It started as a good idea. Rather than taking the path of the old Latin American left, in the form of the guerrilla movement, or the Stalinist party, Brazil's Workers' Party (Partido dos Trabalhadores, PT), aided by strong union and social movements, decided to try something new. The challenge was to somehow combine the institutions of liberal democracy with popular participation by communities and movements. The answer eventually became participatory budgeting (PB). Introduced in the city of Porto Alegre in 1989, PB was a highly innovative experiment in co-management and de-centralization (Weyh, 2011). It allowed communities of diverse political stripes to democratically manage a small portion of their city's budget. Not only did this result in more and better services for poor communities, it also opened a space where people could learn new democratic skills and build new solidarities. In PB, a virtuous cycle of democracy was unleashed: the more people participated, the more people learned to participate. Add to this, a number of poverty reducing programs at the national level, such as Bolsa Familia, and you suddenly had a new path to social transformation: peaceful, gradual and pluralist.

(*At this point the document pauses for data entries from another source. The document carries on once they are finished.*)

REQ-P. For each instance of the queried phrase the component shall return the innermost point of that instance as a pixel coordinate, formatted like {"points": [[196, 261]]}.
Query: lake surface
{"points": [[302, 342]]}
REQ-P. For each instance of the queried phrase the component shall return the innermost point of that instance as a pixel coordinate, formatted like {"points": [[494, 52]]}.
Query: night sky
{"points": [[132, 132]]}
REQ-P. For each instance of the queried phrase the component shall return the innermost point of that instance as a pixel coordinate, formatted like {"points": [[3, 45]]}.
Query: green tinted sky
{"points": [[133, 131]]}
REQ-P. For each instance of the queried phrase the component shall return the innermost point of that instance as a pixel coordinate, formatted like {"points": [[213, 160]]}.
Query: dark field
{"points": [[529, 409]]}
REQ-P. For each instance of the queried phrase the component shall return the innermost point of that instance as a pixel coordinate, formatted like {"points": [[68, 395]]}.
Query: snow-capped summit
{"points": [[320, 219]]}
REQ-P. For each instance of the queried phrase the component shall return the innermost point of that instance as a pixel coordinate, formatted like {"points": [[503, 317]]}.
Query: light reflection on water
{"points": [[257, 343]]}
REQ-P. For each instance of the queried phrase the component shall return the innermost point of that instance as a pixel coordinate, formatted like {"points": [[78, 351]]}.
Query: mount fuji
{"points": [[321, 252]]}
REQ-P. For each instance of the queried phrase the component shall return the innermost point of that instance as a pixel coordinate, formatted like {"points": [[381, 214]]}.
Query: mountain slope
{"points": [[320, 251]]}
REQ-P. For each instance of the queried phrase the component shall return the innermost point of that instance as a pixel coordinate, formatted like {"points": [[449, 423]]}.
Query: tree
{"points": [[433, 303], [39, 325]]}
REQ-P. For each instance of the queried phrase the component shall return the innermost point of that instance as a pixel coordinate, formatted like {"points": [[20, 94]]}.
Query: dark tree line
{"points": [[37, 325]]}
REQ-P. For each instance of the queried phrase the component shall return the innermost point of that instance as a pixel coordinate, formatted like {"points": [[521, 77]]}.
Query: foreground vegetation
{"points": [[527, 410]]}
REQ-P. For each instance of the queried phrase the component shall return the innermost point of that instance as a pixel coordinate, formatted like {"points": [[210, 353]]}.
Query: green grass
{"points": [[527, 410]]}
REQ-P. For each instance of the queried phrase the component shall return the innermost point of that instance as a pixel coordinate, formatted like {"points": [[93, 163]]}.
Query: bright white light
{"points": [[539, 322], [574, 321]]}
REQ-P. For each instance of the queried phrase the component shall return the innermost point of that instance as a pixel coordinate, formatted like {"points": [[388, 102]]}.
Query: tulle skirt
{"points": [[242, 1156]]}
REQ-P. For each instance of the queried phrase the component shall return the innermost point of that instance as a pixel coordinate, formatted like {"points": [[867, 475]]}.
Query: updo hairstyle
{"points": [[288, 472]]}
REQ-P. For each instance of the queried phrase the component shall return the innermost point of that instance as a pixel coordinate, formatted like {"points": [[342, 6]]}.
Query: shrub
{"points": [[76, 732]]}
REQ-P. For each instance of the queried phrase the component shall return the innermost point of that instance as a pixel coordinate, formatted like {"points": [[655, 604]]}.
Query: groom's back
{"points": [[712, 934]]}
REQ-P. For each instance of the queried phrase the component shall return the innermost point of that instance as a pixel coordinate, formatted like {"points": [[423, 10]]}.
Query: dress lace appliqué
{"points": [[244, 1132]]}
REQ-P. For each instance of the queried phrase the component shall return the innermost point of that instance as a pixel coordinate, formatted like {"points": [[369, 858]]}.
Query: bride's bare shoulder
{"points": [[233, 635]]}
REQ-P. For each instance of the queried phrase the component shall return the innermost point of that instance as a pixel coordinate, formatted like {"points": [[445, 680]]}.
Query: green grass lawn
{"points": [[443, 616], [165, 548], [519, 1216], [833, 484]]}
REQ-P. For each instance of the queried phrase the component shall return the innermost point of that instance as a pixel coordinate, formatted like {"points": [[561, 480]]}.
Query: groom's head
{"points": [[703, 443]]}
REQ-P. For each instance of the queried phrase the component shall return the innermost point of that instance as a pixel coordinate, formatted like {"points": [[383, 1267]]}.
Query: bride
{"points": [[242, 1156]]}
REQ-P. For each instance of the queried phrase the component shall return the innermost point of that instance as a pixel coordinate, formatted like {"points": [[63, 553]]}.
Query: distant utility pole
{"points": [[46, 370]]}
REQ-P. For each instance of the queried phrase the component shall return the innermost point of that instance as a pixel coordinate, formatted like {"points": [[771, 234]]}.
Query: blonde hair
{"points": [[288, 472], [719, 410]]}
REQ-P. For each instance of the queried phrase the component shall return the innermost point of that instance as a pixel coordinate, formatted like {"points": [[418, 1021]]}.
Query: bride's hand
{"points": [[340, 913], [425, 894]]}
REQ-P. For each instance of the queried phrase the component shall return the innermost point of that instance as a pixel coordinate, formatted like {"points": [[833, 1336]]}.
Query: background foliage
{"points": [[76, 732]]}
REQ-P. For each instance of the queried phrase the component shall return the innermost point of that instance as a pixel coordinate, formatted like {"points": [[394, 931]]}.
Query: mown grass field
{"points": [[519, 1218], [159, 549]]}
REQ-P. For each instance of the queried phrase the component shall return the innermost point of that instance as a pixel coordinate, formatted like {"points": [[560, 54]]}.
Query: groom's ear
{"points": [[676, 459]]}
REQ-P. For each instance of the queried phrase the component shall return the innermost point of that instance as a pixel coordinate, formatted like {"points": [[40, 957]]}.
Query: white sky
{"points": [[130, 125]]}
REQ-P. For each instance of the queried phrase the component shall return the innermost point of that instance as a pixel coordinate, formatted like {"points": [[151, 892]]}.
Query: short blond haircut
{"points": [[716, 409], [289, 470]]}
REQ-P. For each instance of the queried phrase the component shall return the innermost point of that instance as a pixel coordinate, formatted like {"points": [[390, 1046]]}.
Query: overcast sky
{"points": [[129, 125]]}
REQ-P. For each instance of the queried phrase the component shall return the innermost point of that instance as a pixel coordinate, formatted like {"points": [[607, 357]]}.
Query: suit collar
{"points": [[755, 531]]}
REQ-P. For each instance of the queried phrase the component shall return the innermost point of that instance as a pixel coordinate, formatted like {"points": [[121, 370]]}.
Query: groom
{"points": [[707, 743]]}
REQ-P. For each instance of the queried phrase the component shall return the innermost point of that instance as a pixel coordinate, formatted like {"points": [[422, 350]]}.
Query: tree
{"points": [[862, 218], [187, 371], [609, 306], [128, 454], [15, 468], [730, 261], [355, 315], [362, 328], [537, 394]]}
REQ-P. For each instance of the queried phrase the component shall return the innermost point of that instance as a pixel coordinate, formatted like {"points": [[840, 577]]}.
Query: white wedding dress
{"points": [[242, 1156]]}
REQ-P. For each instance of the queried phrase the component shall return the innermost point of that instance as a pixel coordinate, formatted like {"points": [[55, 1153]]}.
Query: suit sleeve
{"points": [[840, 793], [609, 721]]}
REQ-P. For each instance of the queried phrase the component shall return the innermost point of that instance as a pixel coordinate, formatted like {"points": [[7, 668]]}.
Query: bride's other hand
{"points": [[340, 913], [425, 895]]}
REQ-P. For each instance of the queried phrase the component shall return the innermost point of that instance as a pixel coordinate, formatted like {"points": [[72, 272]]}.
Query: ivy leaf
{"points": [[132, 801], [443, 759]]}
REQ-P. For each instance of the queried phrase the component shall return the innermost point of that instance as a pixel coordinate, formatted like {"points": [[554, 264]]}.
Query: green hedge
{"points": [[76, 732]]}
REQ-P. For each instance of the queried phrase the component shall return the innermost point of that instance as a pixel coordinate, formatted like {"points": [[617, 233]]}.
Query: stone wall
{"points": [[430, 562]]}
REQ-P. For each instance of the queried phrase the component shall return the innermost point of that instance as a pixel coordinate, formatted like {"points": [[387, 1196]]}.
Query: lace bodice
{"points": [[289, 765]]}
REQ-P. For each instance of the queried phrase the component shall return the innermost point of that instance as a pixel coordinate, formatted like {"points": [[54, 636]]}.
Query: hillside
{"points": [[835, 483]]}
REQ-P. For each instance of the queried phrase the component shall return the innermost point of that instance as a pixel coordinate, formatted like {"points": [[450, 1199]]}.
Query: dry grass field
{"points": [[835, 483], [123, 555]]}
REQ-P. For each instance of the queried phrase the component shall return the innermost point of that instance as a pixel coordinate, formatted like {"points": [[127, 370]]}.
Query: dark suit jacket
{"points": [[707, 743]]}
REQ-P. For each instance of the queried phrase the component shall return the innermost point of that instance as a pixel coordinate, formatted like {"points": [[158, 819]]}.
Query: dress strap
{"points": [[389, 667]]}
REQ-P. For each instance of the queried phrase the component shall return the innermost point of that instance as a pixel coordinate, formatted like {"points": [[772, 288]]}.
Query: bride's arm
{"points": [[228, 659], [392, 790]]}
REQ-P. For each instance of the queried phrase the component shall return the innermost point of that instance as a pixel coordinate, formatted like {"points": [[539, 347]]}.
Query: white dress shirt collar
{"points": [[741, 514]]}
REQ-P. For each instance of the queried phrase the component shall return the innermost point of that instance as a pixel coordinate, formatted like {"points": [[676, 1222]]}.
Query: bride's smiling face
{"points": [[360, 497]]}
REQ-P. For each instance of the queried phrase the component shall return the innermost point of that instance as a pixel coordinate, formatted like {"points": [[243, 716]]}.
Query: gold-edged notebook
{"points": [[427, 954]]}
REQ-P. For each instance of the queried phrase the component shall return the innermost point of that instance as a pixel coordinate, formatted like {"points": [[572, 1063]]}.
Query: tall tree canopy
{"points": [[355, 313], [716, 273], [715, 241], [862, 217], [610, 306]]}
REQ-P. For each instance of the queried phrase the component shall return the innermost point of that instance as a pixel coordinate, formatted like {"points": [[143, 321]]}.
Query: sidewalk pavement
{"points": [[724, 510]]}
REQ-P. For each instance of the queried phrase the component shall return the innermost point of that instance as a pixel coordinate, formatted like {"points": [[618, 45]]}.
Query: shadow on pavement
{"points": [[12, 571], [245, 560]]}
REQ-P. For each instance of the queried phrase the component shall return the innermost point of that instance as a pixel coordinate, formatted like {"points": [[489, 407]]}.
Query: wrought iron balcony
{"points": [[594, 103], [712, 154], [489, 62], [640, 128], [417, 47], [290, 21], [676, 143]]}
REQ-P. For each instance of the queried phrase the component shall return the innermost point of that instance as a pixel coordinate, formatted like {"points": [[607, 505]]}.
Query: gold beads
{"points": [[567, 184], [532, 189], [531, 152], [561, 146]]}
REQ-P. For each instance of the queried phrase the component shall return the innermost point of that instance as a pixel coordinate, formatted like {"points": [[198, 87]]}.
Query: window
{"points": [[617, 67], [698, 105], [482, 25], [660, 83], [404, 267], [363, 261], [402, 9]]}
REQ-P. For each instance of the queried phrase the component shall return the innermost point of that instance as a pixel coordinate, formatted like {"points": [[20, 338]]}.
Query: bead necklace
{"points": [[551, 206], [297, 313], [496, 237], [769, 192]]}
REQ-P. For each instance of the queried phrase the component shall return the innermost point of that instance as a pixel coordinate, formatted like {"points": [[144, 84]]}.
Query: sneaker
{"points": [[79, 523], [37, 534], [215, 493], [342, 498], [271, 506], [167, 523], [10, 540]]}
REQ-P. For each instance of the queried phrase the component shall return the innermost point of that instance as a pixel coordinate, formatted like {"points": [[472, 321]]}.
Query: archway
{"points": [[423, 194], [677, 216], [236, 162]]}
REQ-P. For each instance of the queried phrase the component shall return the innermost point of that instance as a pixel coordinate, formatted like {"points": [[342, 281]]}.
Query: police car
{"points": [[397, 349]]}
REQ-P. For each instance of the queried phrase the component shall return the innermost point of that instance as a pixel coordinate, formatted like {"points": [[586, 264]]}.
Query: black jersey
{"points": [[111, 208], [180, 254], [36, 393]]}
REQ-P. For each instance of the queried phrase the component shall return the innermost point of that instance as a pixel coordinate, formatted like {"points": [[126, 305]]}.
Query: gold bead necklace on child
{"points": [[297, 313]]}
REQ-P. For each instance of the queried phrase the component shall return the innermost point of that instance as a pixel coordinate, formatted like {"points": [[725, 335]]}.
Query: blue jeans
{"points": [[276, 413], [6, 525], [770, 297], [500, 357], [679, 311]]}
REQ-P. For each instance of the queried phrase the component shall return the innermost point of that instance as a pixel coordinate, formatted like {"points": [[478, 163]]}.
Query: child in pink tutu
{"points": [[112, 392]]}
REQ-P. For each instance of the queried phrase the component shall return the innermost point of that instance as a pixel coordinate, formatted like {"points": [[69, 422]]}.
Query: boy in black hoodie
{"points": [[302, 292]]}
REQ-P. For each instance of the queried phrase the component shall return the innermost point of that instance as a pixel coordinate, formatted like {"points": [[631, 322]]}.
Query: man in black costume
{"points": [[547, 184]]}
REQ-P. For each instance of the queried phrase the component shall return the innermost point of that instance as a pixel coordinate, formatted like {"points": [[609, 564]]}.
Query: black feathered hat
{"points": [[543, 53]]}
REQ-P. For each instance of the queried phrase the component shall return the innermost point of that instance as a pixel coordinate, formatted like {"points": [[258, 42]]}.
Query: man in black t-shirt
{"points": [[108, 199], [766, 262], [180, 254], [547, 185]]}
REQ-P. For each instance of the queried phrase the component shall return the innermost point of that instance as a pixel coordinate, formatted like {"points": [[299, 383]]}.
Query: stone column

It wasn't long after the PT acquired power at the national level in 2003 that cracks in its political economic model began to show, however. Agrarian reform, the key demand of one of its most important early allies, the Brazilian Landless Workers' Movement (MST), was effectively dropped from the PT's program. More accurately, the PT re-articulated the MST's demand of agrarian reform by strengthening the productive capacities of existing MST lands, rather than addressing Brazil's highly unequal land ownership structure, in which the top 1 per cent own 50 per cent of the land. In other words, of the three key elements of the MST's program, namely "occupy, resist, produce," the PT opted to act only on the last point. It did so by, for example, opening avenues for the sale of products produced by MST run cooperatives, as in the case of Cooperdotchi, an agricultural cooperative in the state of Santa Catarina. This re-articulation of the MST's goals has created ongoing conflict between the government and the MST who has itself re-articulated its demand for agrarian reform as, "food sovereignty," focusing instead on the government's alliance with agribusiness.